Successfully saved authorization token.


# Features Extraction

The project aim is to create a Machine Learning model capable of detecting the dates when a crop field has been manured, using satellite data.

Before even starting considering models or even doing an exploratory analysis, it is useful to extract all the features (both optical and radar) from sentinel satellites over the specified crop fields.

Feature extraction is fundamental in Earth Observation (EO) because it enables us to extract valuable information from large and complex satellite data. EO is a field that involves the collection and analysis of data about the Earth's surface and atmosphere from satellites and other airborne sensors. The data acquired from these sensors are usually vast, complex, and contain a wealth of information that needs to be extracted to make sense of them.

## Import a JSON file containing crop fields details

The structure of the JSON file must comply with two very simple rules ([example](../Datasets/main/main-fields.json)):
* it should contain the **crop field name** (preferred if each crop field have a unique name)
* it should contain the **set of coordinates** that are composing the single crop field (closed polygon geometry)

In [4]:
# Choose the file (it must be a JSON file)
file_chooser = ipyfilechooser.FileChooser(path='../Datasets/main/', filename='main-fields.json', select_default=True, use_dir_icons=True, filter_pattern='*.json')
display(file_chooser)

FileChooser(path='/Users/francesco/Documents/Documents/Università (Università degli Studi, PV)/2_ MAGISTRALE…

In [5]:
# Load JSON data from file
with open(file_chooser.selected) as f:
    data = json.load(f)

# Create DataFrame with properties excluding 'manure_dates' column
fields_df = pd.DataFrame([{k:v for k,v in f['properties'].items() if k!='manure_dates'} for f in data['features']])

# Add column with coordinates for each field
fields_df['polygon_coordinates'] = [[tuple(c) for c in p] for f in data['features'] for p in f['geometry']['coordinates']]
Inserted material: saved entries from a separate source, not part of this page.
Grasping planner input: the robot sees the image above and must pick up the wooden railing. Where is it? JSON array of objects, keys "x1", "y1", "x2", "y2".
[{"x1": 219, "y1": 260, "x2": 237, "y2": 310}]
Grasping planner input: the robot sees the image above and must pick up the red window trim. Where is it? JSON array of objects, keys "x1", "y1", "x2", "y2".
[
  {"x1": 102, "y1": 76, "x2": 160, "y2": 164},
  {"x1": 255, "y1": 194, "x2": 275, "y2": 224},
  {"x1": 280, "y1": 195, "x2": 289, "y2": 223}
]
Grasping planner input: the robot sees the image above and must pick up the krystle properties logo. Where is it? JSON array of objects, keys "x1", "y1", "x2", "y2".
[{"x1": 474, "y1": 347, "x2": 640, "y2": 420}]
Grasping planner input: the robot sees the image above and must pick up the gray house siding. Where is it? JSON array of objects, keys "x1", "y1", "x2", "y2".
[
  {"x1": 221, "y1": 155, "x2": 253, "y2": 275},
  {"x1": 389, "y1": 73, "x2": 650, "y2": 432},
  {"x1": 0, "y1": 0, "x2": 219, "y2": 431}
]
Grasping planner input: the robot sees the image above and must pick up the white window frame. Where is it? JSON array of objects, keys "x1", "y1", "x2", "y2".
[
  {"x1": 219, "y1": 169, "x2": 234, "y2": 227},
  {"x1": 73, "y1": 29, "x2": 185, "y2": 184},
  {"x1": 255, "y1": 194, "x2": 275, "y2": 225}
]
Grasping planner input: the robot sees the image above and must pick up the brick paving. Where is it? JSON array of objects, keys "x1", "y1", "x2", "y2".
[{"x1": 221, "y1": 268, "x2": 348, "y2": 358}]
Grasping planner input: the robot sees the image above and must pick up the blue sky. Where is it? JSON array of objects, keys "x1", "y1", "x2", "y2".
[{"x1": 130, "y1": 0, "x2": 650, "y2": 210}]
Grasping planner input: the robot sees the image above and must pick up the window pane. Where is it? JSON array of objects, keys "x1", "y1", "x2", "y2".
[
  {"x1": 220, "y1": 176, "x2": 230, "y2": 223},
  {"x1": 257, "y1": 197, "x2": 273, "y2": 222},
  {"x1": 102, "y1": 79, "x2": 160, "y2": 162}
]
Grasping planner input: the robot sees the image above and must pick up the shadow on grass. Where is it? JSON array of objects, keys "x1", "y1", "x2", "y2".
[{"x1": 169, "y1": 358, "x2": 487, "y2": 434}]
# Create a dataframe that just has the columns crop_field_name and manure_dates
y_df = pd.DataFrame([{k:v for k,v in f['properties'].items() if k!='polygon_coordinates'} for f in data['features']])

In [6]:
# Show the entire dataframe
entire_df = fields_df.merge(y_df, on='crop_field_name')
entire_df

Unnamed: 0,crop_field_name,polygon_coordinates,manure_dates
0,P-BLD,"[(-4.202723286616649, 43.39683579015289), (-4....",[2022-05-26]
1,P-BLLT1,"[(-4.085622203603083, 43.429605845026266), (-4...",[2022-05-16]
2,P-BLLT2,"[(-4.084840437376829, 43.430826294936246), (-4...",[2022-05-26]
3,P-CBRCS1,"[(-4.200826431306206, 43.39067464298489), (-4....",[2022-05-26]
4,P-CBRCS2,"[(-4.204911872695676, 43.3876170244562), (-4.2...",[2022-05-26]
5,P-CLGT,"[(-4.111699726693341, 43.39830644556494), (-4....",[2022-05-16]
6,P-CLMBRS,"[(-4.544769098140127, 43.38040395682432), (-4....",[2022-05-26]
7,P-CMNTR,"[(-4.147208715069137, 43.40038457218137), (-4....",[2022-05-16]
8,P-DR,"[(-4.142486752802821, 43.396858931472195), (-4...",[2022-03-21]
9,P-FNFR,"[(-4.265940418729373, 43.38866671614796), (-4....",[2022-05-16]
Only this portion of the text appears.